Parece que nos fuimos de mambo, pero no: la última creación de los hermanos Ethan y Joel Coen se mete hasta el hueso con esa era (el Hollywood de posguerra) en todas sus significaciones: ya el relato en off (un recurso de cine noir) a cargo del veterano Michael Gambon habla de “fantasías para la agotada masa trabajadora” o algo así, y el frankfurtiano Herbert Marcuse (encarnado por John Bluthal) tiene su aparición como líder espiritual de los guionistas comunistas, graciosa estilización de aquellos que, como Dalton Trumbo, fueron pasto de las fieras liberadas por figuras como el senador Joseph McCarthy en la “caza de brujas”.
Los Coen retoman su veta más humorística, después de un par de cintas más “duras” como “Balada de un hombre común” y “Temple de acero” (justamente, una remake del tándem John Ford/John Wayne). Y parecen retomar cierto espíritu del extinto Robert Altman, al convocar a una miríada de actores célebres en papeles más o menos pequeños en lo que se constituye como una mirada melancólica sobre un tiempo ido.
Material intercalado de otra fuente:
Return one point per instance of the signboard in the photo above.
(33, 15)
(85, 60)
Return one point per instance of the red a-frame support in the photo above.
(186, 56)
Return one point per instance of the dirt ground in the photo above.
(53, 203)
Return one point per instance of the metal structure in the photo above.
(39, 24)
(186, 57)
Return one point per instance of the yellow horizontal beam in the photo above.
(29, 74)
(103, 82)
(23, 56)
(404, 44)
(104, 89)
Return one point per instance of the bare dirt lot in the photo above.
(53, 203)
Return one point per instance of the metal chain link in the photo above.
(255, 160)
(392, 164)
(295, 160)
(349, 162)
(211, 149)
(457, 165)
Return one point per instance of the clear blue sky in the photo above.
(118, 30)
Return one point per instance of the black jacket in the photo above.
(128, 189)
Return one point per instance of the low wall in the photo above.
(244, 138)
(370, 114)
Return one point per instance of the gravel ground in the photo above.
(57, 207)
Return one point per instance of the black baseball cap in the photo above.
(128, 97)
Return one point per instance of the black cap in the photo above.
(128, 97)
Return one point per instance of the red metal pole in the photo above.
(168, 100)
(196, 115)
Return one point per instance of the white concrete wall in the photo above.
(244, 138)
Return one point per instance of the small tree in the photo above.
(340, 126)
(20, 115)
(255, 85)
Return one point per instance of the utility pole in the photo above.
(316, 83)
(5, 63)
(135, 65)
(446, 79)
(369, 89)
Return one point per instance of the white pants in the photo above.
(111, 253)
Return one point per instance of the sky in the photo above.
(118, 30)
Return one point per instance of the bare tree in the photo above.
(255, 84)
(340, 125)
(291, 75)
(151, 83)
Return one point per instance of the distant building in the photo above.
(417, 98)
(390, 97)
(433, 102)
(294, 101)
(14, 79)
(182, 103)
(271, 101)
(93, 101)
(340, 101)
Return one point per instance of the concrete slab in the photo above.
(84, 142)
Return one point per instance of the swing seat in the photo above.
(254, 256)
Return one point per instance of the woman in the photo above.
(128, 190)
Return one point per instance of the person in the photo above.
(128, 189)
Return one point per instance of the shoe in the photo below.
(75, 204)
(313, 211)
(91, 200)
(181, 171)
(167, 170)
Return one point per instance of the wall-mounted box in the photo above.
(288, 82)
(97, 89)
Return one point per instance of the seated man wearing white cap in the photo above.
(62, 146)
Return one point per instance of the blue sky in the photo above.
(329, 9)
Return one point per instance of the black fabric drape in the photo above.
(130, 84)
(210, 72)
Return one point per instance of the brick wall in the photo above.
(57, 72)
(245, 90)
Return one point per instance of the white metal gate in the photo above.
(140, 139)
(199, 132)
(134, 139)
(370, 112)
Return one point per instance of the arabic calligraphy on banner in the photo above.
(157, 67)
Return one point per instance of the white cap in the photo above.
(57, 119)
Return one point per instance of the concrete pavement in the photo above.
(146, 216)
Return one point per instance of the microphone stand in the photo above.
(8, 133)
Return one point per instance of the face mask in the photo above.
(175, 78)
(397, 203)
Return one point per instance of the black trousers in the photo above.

Basaron su protagonista más o menos libremente en un personaje histórico, Eddie Mannix, un “fixer” del estudio Capitol Films (que se lo inventaron ellos en “Barton Fink”). ¿Su función? Aceitar todos los engranajes para que la maquinaria no pare: desde organizar cronogramas de rodajes múltiples (que las tomas de una locación sirvan para otra película) hasta lidiar con la imagen pública de esas estrellas que deben permanecer impolutas para los lectores de una prensa ávida de escándalos.
En medio de una crisis sobre su vida personal y laboral, Mannix se encuentra con un problema peculiar: Baird Whitlock, célebre actor que se encuentra protagonizando una cinta sobre Jesucristo desde la óptica de un general romano (algo que recientemente se hizo), ha desaparecido. Después descubriremos que ha sido secuestrado, y en la resolución de su rescate el ejecutivo se irá cruzando con otras figuras de ese mundo que lo ayudarán o lo complicarán en la tarea, odisea que debe terminar también en una resolución del propio dilema: ¿quedarse en ese mundo de frenesí y mascaradas o usar esos talentos en otro tipo de industria?
Representaciones
El juego de representación se desarrolla en varios niveles, como una torta de casamiento o una cebolla, para usar metáforas particularmente remanidas. Hay un nivel de fino retrato del mundillo específico y su época; hay un primer acercamiento visual “desde afuera”, cuando vemos las escenas que los protagonistas ruedan: el western acrobático, el musical de tap (necesariamente con marineros, como Frank Sinatra y Gene Kelly en “Levando anclas”), el ballet acuático a lo Esther Williams; y hay un tercer nivel, en el que el tramo final se apropia de esas estéticas para contar la propia historia (la forma de filmar la persecución, el modo en que es representado cierto vehículo naval). Lo que detalla una inmersión total en un repertorio estético que, aunque sea subconscientemente, el cinéfilo medio tiene en su bagaje visual (ahí están los fanáticos, buscando referencias a actores y situaciones reales).
Por cantidad
En cuanto al elenco, obviamente los ejes dinámicos son Josh Brolin como el atribulado Eddie, con George Clooney como el despreocupado Baird, susceptible de ser convencido de cualquier cosa y cómico en su permanente vestuario del romano Autólico Antonino. Alden Ehrenreich tercia al darle carnadura a Hobie Doyle, el cowboy devenido en galán. En torno a ellos gira una fauna variopinta: Channing Tatum, como la estrella del musical Burt Gurney, con varios secretos encima; Scarlett Johansson, en la piel de la diva acuática DeeAnna Moran; Tilda Swinton, en el doble rol de las caricaturescas hermanas periodistas Thora y Thessaly Thacker (basadas en la rivalidad de las columnistas Hedda Hopper y Louella Parsons); y Ralph Fiennes y Christopher Lambert, como los mañosos directores Laurence Laurentz y Arne Seslum. El ascendente Jonah Hill, la abonada Frances McDormand, Geoffrey Cantor, Emily Beecham y el histórico Clancy Brown tienen su lugar en el cast, entre muchos otros.
Con estos elementos, Joel y Ethan Coen nos cuentan un cuento que, más allá de su resolución, entraña un mensaje: hubo un tiempo en que el show business, los imaginarios sociales, el capitalismo y nosotros mismos fuimos más inocentes... y hoy podemos ver con ternura aquellas contradicciones.